1. Ensure that nums1 is the smaller array. If not, swap nums1 and nums2.
2. Initialize low and high variables for binary search on the smaller array nums1. The binary search is performed on the smaller array because it allows for determining the partition point in logarithmic time complexity.
3. Use binary search to find a partition point (partitionX) in the smaller array nums1. The partition point is chosen such that the number of elements on the left side of the combined arrays is equal to the number of elements on the right side.
4. Calculate the corresponding partition point in the larger array nums2 (partitionY).

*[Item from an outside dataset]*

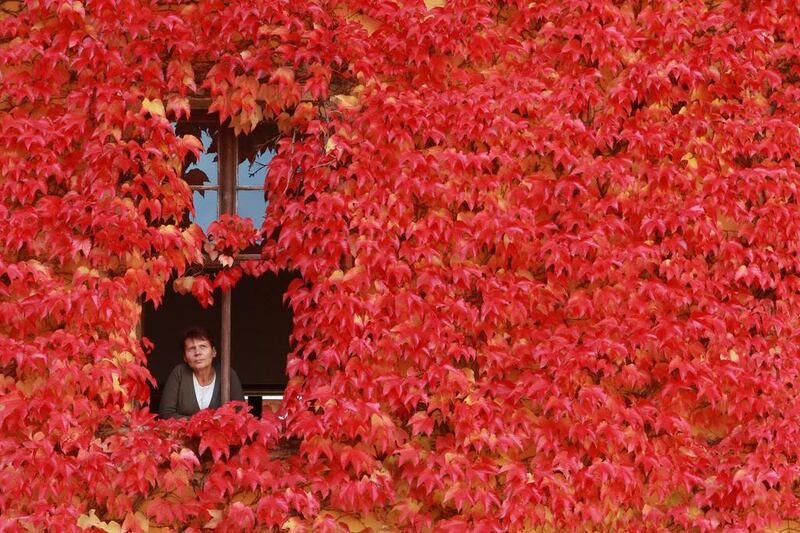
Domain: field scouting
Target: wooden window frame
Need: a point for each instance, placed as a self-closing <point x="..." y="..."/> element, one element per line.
<point x="227" y="168"/>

The total number of elements on the left side is (x + y + 1) / 2 - partitionX, where x and y are the lengths of nums1 and nums2, respectively.
5. Determine the elements on both sides of the partition in both arrays (maxX, maxY, minX, and minY).
6. Check if the current partition is valid, i.e., maxX is less than or equal to minY and maxY is less than or equal to minX.
7. If the partition is valid, calculate the median based on whether the total number of elements is even or odd.
8. If the partition is not valid, adjust the search range based on whether maxX is greater than minY or maxY is greater than minX.
9. Repeat the process until a valid partition is found.
10. If no valid partition is found, throw an IllegalArgumentException indicating that the input arrays are not sorted.